Une édition électronique réalisée à partir de l'article de Claude Bariteau, “La société distincte: un Cheval de Troie devenu une épée de Damoclès.” Un article publié dans l'ouvrage sous la direction de Alain G. Gagnon et Daniel Turp, Révérendum, 26 octobre 1992. Les objections de 20 spécialistes aux offres fédérales, pp. 45-52. Montréal: Les Éditions coopératives Albert Saint-Martin, 1992, 225 pp. [Autorisation de M. Alain G. Gagnon accordée le 20 décembre 2018.]

[45]

Référendum, 26 octobre 1992.
Les objections de 20 spécialistes aux offres fédérales.

Deuxième partie : Les points saillants du projet d’entente du 28 août 1992

La société distincte :
un cheval de Troie devenu
une épée de Damoclès
.”

Claude Bariteau

Claude Bariteau est professeur titulaire d’anthropologie à l’Université Laval. Il se spécialise sur les problématiques de développement local et régional, de même que sur la question urbaine. L’étude de la société québécoise est au centre de ses préoccupations depuis près de 20 ans.

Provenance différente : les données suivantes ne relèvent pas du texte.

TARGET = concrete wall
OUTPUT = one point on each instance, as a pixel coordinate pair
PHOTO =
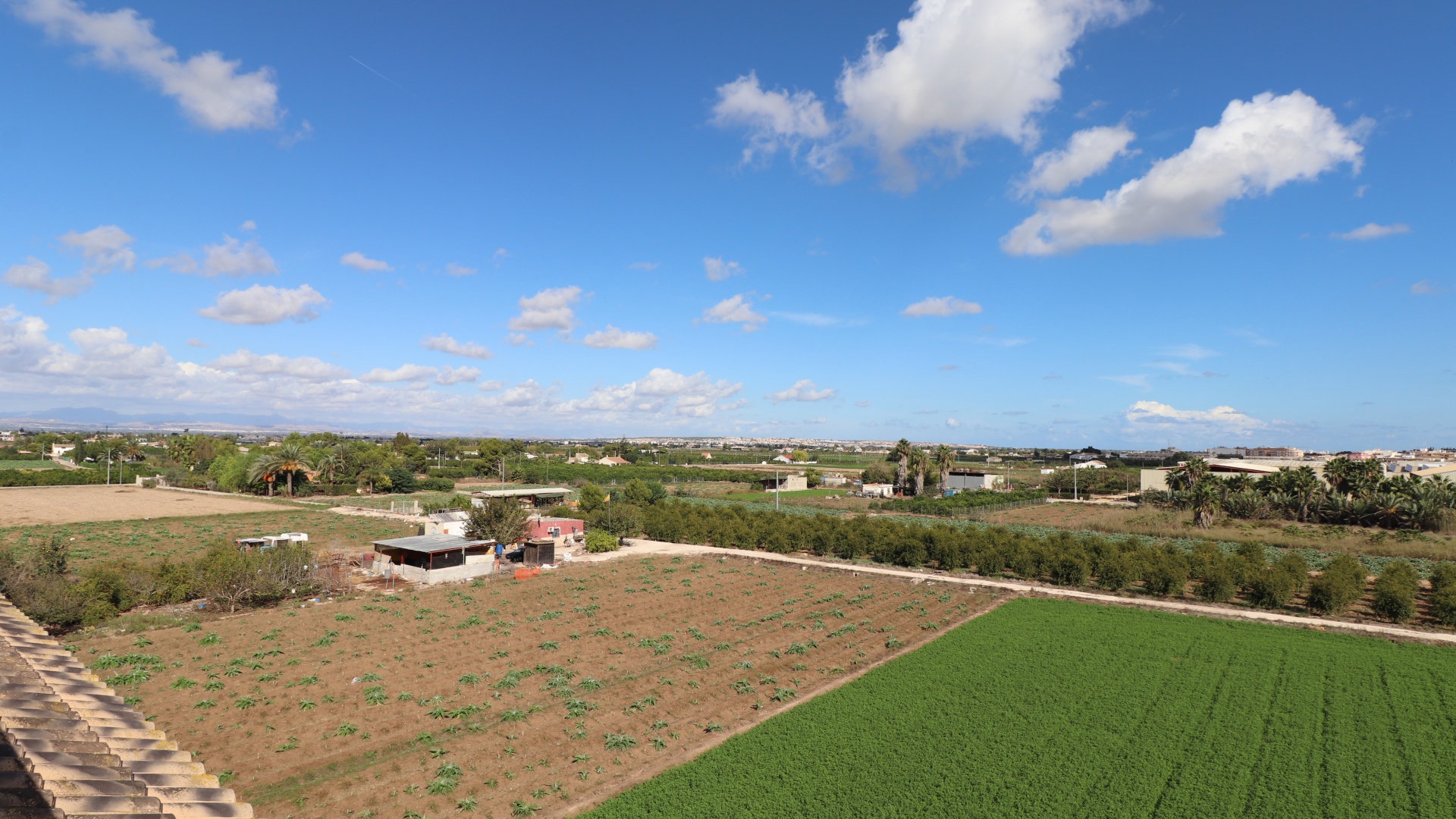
(452, 575)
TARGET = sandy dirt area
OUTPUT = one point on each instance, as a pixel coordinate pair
(24, 506)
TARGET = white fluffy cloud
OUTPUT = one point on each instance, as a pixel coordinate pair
(941, 306)
(444, 343)
(1150, 417)
(207, 86)
(456, 375)
(960, 71)
(718, 270)
(1254, 149)
(362, 262)
(804, 390)
(402, 373)
(1373, 231)
(234, 259)
(104, 249)
(549, 309)
(1088, 152)
(620, 340)
(265, 305)
(303, 368)
(661, 391)
(734, 309)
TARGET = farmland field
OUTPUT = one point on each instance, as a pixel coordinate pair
(503, 695)
(185, 538)
(1060, 708)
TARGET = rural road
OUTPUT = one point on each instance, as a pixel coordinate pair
(660, 547)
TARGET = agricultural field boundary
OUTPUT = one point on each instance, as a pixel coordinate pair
(1055, 592)
(585, 805)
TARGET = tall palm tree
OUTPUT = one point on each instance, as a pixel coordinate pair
(919, 464)
(946, 460)
(902, 453)
(283, 461)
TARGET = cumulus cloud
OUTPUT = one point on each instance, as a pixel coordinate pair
(774, 118)
(1256, 148)
(1373, 231)
(1153, 417)
(549, 309)
(303, 368)
(804, 390)
(960, 71)
(362, 262)
(444, 343)
(1088, 152)
(456, 375)
(234, 259)
(620, 340)
(209, 88)
(663, 391)
(102, 248)
(261, 305)
(718, 270)
(941, 306)
(402, 373)
(734, 309)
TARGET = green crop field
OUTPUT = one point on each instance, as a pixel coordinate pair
(1060, 708)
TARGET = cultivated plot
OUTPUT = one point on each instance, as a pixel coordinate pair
(1059, 708)
(507, 695)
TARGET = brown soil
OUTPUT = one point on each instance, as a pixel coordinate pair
(653, 646)
(1168, 523)
(182, 538)
(74, 504)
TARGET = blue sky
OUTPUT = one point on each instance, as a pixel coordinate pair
(1071, 222)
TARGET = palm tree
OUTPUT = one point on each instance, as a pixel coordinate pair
(902, 453)
(946, 460)
(329, 464)
(919, 464)
(281, 461)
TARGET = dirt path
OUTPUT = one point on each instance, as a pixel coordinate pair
(641, 545)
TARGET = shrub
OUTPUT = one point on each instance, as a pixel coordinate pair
(599, 541)
(1340, 585)
(1395, 592)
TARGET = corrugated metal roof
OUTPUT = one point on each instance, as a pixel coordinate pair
(430, 544)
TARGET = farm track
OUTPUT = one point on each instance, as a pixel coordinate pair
(660, 547)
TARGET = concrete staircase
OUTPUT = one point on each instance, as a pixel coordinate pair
(71, 748)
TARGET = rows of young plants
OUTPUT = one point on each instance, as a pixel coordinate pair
(1248, 573)
(1060, 708)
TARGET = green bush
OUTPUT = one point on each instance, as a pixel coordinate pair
(1395, 592)
(599, 541)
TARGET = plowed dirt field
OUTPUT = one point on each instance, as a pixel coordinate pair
(513, 697)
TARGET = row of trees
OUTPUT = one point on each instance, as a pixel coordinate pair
(1353, 493)
(44, 585)
(1114, 564)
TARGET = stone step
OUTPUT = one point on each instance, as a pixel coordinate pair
(145, 767)
(178, 780)
(96, 787)
(73, 805)
(191, 795)
(202, 809)
(107, 732)
(57, 758)
(52, 771)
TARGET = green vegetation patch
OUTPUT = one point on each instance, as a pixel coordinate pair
(1060, 708)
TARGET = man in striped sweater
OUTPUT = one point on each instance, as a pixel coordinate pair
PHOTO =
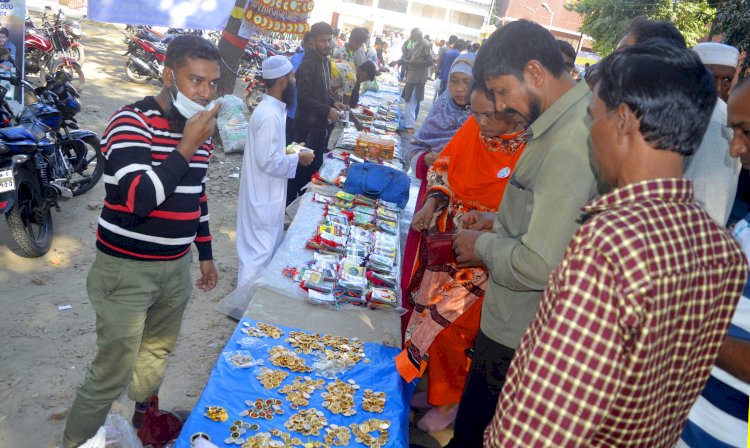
(157, 152)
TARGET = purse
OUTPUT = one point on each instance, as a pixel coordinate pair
(378, 182)
(158, 428)
(440, 248)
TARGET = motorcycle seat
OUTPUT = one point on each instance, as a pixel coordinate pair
(16, 134)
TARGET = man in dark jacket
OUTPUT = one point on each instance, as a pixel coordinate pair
(417, 59)
(315, 105)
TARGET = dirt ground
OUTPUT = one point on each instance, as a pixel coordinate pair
(44, 353)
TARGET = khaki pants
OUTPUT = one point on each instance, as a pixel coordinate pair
(139, 307)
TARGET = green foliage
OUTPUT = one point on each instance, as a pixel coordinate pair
(733, 22)
(606, 21)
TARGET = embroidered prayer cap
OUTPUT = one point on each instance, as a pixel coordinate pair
(276, 67)
(717, 54)
(464, 64)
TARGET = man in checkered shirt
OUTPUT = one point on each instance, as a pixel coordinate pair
(634, 315)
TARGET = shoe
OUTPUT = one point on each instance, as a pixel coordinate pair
(138, 413)
(434, 420)
(419, 401)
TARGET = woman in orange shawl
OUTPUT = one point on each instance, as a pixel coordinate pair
(470, 174)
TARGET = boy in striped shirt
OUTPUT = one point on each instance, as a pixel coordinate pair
(157, 152)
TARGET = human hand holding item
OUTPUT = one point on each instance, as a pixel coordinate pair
(429, 158)
(422, 219)
(306, 156)
(463, 246)
(208, 276)
(333, 115)
(476, 220)
(197, 129)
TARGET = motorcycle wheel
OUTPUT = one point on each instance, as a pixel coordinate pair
(89, 167)
(131, 71)
(30, 220)
(76, 53)
(253, 98)
(73, 69)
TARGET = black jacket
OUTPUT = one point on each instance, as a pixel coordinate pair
(314, 99)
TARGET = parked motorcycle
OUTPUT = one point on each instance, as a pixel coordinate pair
(64, 33)
(44, 54)
(42, 159)
(145, 59)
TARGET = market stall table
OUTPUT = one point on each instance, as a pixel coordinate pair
(230, 413)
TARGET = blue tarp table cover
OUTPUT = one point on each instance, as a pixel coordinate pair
(230, 388)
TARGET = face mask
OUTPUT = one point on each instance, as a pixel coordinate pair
(188, 107)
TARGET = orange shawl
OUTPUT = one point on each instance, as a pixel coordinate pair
(479, 168)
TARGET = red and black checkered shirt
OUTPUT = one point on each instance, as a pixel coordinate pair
(628, 328)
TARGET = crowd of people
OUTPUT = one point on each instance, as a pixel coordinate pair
(569, 273)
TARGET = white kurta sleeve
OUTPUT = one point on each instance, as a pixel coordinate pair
(268, 148)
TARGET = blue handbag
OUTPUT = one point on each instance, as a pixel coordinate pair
(378, 182)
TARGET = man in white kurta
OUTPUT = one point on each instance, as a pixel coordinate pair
(265, 170)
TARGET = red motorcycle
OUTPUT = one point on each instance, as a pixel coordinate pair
(145, 59)
(42, 57)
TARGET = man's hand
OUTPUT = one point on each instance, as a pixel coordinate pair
(429, 158)
(334, 116)
(476, 220)
(463, 246)
(306, 157)
(197, 129)
(341, 107)
(422, 219)
(208, 276)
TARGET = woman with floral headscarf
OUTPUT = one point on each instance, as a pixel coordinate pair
(470, 174)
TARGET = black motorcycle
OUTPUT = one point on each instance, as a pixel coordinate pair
(43, 156)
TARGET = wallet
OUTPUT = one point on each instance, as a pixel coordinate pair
(440, 248)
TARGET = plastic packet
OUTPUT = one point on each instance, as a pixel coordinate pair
(251, 343)
(232, 124)
(240, 359)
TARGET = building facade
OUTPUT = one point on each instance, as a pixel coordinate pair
(551, 14)
(437, 18)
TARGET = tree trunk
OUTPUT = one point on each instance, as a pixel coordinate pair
(231, 54)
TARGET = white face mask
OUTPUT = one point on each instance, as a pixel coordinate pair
(188, 107)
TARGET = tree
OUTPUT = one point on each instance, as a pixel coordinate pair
(232, 48)
(606, 21)
(733, 22)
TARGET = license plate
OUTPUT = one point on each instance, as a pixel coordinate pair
(6, 181)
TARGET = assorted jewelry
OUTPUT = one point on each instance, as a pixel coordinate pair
(237, 430)
(307, 421)
(340, 397)
(261, 408)
(261, 330)
(373, 401)
(283, 357)
(299, 392)
(337, 435)
(216, 413)
(271, 379)
(363, 431)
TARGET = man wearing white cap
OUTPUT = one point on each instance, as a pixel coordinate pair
(265, 170)
(713, 171)
(721, 60)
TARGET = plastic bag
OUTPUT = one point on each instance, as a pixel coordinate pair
(232, 124)
(116, 433)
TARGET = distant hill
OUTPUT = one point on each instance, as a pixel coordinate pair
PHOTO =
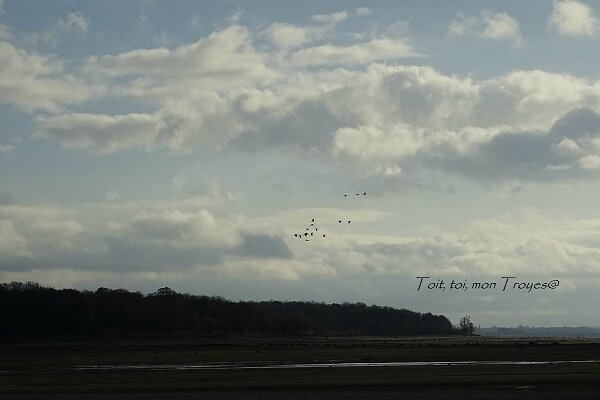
(30, 311)
(580, 331)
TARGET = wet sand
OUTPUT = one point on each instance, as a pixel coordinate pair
(305, 368)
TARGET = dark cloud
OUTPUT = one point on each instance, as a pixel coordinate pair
(264, 246)
(7, 199)
(530, 156)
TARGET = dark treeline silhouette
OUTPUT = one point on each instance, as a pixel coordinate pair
(30, 311)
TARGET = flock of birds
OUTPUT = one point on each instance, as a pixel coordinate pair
(312, 230)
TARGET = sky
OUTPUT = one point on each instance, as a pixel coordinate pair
(191, 144)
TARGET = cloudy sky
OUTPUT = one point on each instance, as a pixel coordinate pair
(146, 144)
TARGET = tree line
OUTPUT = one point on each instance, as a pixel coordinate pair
(31, 311)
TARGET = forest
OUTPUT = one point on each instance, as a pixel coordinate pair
(29, 311)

Entrons directement dans le vif du sujet. La publicité du Parti libéral du Québec affirme que l’entente du 28 août 1992 reconnaît que le Québec forme, au sein du Canada, une société distincte tout comme le reconnaissait l’Accord du lac Meech du 3 juin 1987. C’est vrai. Le concept de société distincte apparaît dans les deux textes et, dans ces deux textes, le gouvernement du Québec a le rôle de protéger et de promouvoir la société distincte.

Là s’arrêtent les ressemblances. Dans l’Accord du lac Meech, le concept de société distincte figure après une disposition faisant état de la dualité linguistique comme caractéristique fondamentale du Canada. Avec l’entente du 28 août, on ne fait plus référence à cette dualité. La société distincte est plutôt insérée dans une clause Canada contenant sept dispositions qui sont autant de contraintes pour interpréter la Loi constitutionnelle de 1867. Aussi, contrairement à l’Accord du lac Meech, la société distincte y est précisée. Elle comprend notamment une majorité d’expression française, une culture qui est unique et une tradition de droit civil.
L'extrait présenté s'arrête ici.